Factoring algorithm
A factoring algorithm is an algorithm that finds the prime factorization of an integer.
There is currently no known efficient factoring algorithm. Every factoring algorithm so far has a time complexity that is higher order than \(O(n^k)\), polynomial time. The most widely used public-key encryption algorithm, the RSA algorithm, is completely dependent on the computational difficulty of finding the prime factorization of a large composite integer.

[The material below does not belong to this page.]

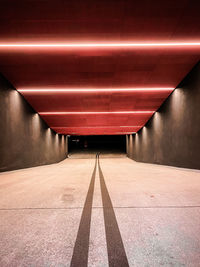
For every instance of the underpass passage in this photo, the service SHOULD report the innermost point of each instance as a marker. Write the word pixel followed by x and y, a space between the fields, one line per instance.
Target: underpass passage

With that said, let's look at some inefficient factoring algorithms!
Trial division
By extending the trial division implementation of a primality test, you can generate the prime factorization of an integer as a sequence of prime factors:
algorithm factorize is
input: one integer, n > 1
output: its prime factorization, as a sequence of integers
prime_factors ← []
for f = 2 to (n - 1)
while n mod f = 0
append f to prime_factors
n ← n div f
if n > 1
append n to prime_factors
return prime_factors
A sequence is different from a set in that it allows duplicate elements. This means the multiplicities of each prime factor will be represented correctly in prime_factors when the algorithm is done running. With optimizations similar to what was done with primality tests, this algorithm can become twice as efficient:
algorithm factorize is
input: one integer, n > 1
output: its prime factorization, as a sequence of integers
prime_factors ← []
while n mod 2 = 0
append 2 to prime_factors
n ← n div 2
f ← 3
while f ≤ floor(√n) (floor function ensures √n is an integer)
if n mod f = 0
append f to prime_factors
n ← n div f
else
f ← f + 2
if n > 1
append n to prime_factors
return prime_factors
Even after optimization, the algorithm is still not efficient enough to find the prime factorization of a large composite integer in a reasonable amount of time... on a classical computer. With quantum computers, which are exponentially faster, this algorithm could hypothetically break RSA encryption.